We have been using webreporter for some time, I've recently rebuilt our service on newer hardware as the performance was too poor. The service is currently working ok for the log parsing stage, but reporting is still slower than I'd like, so I'm hoping some one can suggest some ways I can improve our setup.
What we have at present is a webreporter server running 5.2.0.02 1105. This is on RHEL5.7 x64. The server is an IBM HS21 with 16GB memory and 2 quadcore 3.0GHZ CPU's so should have plenty of grunt. The storage is 250GB connected over Fibre Channel to an IBM XIV SAN.
I have a second of these Blades that is running RHEL6.1 x64 and MySQL 5.1.52 again with 250GB storage.
I'm puling in data from 12 WW6 servers, 8 of them are shifting 300GB per day the others are 90-100GB. this represents about 60-80 Million lines per day.
When doing the import I'm processing 20-30k lines per second which is fine, I've set webreporter up thusly
5 Log processing Jobs
Queue throttle threshold 150000 records
Site request cache 150000
Aggregate record cache 1500000
Java is set to consume 10GB RAM
We do not store logs for detailed reporting, and are condensing into page views.

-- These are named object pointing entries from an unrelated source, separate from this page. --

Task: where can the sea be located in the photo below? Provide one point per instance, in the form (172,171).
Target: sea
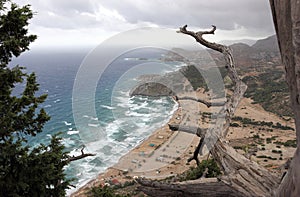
(126,120)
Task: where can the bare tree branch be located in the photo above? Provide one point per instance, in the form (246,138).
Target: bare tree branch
(242,177)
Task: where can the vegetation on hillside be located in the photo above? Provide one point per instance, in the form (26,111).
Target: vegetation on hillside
(24,171)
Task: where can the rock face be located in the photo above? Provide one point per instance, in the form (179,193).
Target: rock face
(161,85)
(152,89)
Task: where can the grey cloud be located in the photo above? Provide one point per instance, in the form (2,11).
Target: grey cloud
(227,15)
(253,15)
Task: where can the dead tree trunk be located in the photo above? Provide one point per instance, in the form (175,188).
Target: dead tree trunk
(286,16)
(242,176)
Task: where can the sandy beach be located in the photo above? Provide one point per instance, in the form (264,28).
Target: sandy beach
(165,152)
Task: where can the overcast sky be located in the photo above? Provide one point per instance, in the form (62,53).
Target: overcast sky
(89,22)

Monitoring the server when doing the log import shows it is pushing the CPU hard which is good
When doing reporting though the DB server will sit querying the DB using just 1 thread until its gathered all the data for 1 part of the report. I've tried tuning the MYSQL db a bit, but I'm no DBA and have no real idea what I'm doing in this aspect. in /etc/my.cnf I've set the following parameters
Also, on the DB the memory usage is very low, with MySQL using only about 1GB.
The server has already take a noticeable slow down over the last week or so since I set it up,
A report covering all log sources for yesterday took 30 Minutes to run, this covered the following areas:
Bandwith: Volume by hour (Chart)
Top 30 Sites by Hits (Chart)
Top 30 Sites by Volume (Chart)
top 20 Content Types by volume (Chart)
Bandwith Volume By Site
Top 100 IP's by Volume, with percent of Bytes, Hits, Hits - Blocked and percent of hits
Log Source by Volume
Trusted source protection area (Detail)
That report was originally taking under 1 Minute.....
My concern is that I need to be able to produce a similar report that will capture the whole month for specific customers, in that instance will will filter the customers by IP.
If any one has any thoughts on improving the DB performance I'd most appreciate it!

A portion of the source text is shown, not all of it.